Search code examples
phphtmlregexoptimizationlookbehind

Regex has problems with poitive lookbehind


I am currently trying to create a regex that strips unecessary quotation marks from HTML tags. The regex will be used in PHP code.

<input type="image" src="/flags/en.png" alt="English" title="English" name="en" class="screen selected" />

converts to

<input type=image src="/flags/en.png" alt=English title=English name=en class="screen selected" />

I have come up with this regex and replacement:

/(?<=<(?:[^>]+?\s)?)([\w-]+=)"([\w-]+)"(?=(?:\s[^>]+)?>)/g
$1$2

The problem is that the positive lookbehind does not allow quantifiers (See http://regex101.com/ as a reference.).
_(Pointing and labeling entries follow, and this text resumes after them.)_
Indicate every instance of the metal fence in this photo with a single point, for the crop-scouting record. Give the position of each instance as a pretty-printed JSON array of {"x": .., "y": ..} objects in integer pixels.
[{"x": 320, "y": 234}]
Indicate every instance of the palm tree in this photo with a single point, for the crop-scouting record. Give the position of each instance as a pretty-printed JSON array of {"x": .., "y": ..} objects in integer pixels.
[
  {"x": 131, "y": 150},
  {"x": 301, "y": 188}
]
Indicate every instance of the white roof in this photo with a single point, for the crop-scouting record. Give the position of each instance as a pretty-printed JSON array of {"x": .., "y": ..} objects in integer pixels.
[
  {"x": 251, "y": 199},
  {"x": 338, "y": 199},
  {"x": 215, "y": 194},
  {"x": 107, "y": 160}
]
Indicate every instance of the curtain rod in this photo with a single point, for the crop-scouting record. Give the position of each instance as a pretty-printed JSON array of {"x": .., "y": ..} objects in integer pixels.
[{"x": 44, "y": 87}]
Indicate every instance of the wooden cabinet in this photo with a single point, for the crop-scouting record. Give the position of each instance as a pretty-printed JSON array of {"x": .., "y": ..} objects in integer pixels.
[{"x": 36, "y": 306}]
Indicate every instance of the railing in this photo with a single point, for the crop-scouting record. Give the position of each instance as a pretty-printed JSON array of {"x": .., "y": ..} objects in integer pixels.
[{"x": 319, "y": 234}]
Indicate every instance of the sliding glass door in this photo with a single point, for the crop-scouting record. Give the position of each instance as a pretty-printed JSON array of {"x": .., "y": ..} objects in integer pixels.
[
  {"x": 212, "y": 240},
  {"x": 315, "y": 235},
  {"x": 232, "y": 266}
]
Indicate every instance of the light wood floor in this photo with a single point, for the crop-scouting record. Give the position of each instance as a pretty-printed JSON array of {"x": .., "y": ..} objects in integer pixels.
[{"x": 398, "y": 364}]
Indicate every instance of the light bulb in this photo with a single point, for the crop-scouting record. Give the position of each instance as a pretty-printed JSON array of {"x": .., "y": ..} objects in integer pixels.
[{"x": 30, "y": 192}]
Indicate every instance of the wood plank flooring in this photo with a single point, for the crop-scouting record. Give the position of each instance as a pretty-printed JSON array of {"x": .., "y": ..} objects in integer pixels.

So I thought I modify the pattern a little bit like this:

/(<(?:[^>]+?\s)?)([\w-]+=)"([\w-]+)"((?:\s[^>]+)?>)/g
$1$2$3$4

Now it's valid but it only strips one set of quotes from each tag.

How do I acomplish this?


Solution

  • Try the following:

    $pattern = '/(<(?:[^>]+?\s)?)([\w-]+=)"([\w-]+)"((?:\s[^>]+)?>)/';
    $replacement = '$1$2$3$4';
    $subject = '<input type="image" src="/flags/en.png" alt="English" title="English" name="en" class="screen selected" />';
    
    while(preg_match($pattern, $subject)){
        $subject = preg_replace($pattern, $replacement, $subject);
    }
    var_dump($subject);